India frees 28 Pakistani prisoners as goodwill gesture

By IANS
Wednesday, August 18, 2010

ATTARI BORDER - In a goodwill gesture coinciding with the Islamic holy month of ‘Ramadan’, India Wednesday released 28 Pakistani prisoners at the Attari-Wagah border between the two countries.

The Pakistanis were brought here by police from jails across India.
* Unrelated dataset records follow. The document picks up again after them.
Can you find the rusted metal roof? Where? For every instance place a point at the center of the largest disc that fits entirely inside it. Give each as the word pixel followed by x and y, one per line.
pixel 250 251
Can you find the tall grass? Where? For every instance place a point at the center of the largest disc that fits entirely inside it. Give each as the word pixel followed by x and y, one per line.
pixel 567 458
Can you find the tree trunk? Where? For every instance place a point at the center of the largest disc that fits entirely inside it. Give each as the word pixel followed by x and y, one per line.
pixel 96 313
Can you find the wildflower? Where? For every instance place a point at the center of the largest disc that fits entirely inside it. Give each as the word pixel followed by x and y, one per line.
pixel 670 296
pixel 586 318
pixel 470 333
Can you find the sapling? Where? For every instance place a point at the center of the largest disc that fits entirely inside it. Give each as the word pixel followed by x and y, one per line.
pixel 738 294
They were released after all formalities were completed.

The prisoners were visibly happy to be returning to their homes.

“I am delighted that I am going back,” said a beaming Mohammed Haji Iqbal, who was arrested in Mumbai in 1999 for aiding a bank robbery in Borivali.
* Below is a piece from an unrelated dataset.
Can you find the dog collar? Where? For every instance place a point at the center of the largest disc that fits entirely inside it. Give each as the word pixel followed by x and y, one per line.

The money looted from the bank was used later to fund the conspiracy by terrorists who hijacked the Kathmandu-Delhi Indian Airlines flight IC-814 to Kandahar in Afghanistan in December 1999.
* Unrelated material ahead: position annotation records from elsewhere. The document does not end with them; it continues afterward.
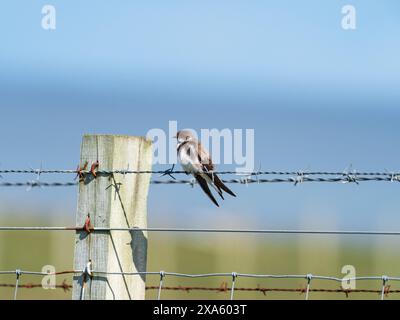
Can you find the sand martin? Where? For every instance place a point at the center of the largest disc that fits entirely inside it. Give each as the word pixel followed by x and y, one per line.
pixel 196 160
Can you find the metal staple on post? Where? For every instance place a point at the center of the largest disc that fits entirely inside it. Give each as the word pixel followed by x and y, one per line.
pixel 234 277
pixel 162 276
pixel 385 279
pixel 86 275
pixel 18 273
pixel 309 278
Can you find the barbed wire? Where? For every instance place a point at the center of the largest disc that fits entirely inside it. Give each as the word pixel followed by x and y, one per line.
pixel 248 173
pixel 223 288
pixel 205 230
pixel 384 291
pixel 246 177
pixel 244 181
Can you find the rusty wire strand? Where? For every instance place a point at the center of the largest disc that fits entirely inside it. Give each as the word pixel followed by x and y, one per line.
pixel 242 181
pixel 224 288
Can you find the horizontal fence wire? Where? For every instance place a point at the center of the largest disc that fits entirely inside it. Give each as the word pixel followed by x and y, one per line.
pixel 384 291
pixel 248 173
pixel 223 288
pixel 204 230
pixel 247 177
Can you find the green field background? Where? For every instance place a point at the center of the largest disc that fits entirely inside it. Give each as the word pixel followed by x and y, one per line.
pixel 204 253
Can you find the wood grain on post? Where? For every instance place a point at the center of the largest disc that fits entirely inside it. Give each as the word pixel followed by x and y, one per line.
pixel 113 201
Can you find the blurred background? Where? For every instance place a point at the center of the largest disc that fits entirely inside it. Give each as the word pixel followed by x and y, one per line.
pixel 318 97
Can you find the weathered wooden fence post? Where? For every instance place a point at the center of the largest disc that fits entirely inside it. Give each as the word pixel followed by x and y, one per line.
pixel 113 201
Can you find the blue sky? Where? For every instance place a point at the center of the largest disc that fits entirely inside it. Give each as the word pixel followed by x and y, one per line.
pixel 317 96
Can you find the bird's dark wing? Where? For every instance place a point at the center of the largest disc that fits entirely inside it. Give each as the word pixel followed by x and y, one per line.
pixel 220 185
pixel 203 184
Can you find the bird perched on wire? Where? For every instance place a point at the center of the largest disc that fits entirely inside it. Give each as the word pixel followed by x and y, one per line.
pixel 197 161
Iqbal was lodged at the Nashik prison for eight years. His prison term ended February 2008.

The prisoners released were from Amritsar (11), Jammu (8), Delhi (4), Mumbai/Nashik (3) and Rajasthan (2).

“I am happy. We want the governments of both countries to initiate steps so that prisoners who have completed their terms are sent back,” said Mukhtiar Ahmed Kasur town near Lahore.

Ahmed spent 21 years in prisons in India after his arrest in December 1989 near the India-Pakistan border in Amritsar district.

He was charged with espionage and possessing drugs.

Even though his sentence ended in 1997, his release took time because authorities in Pakistan initially did not own him as a Pakistani national.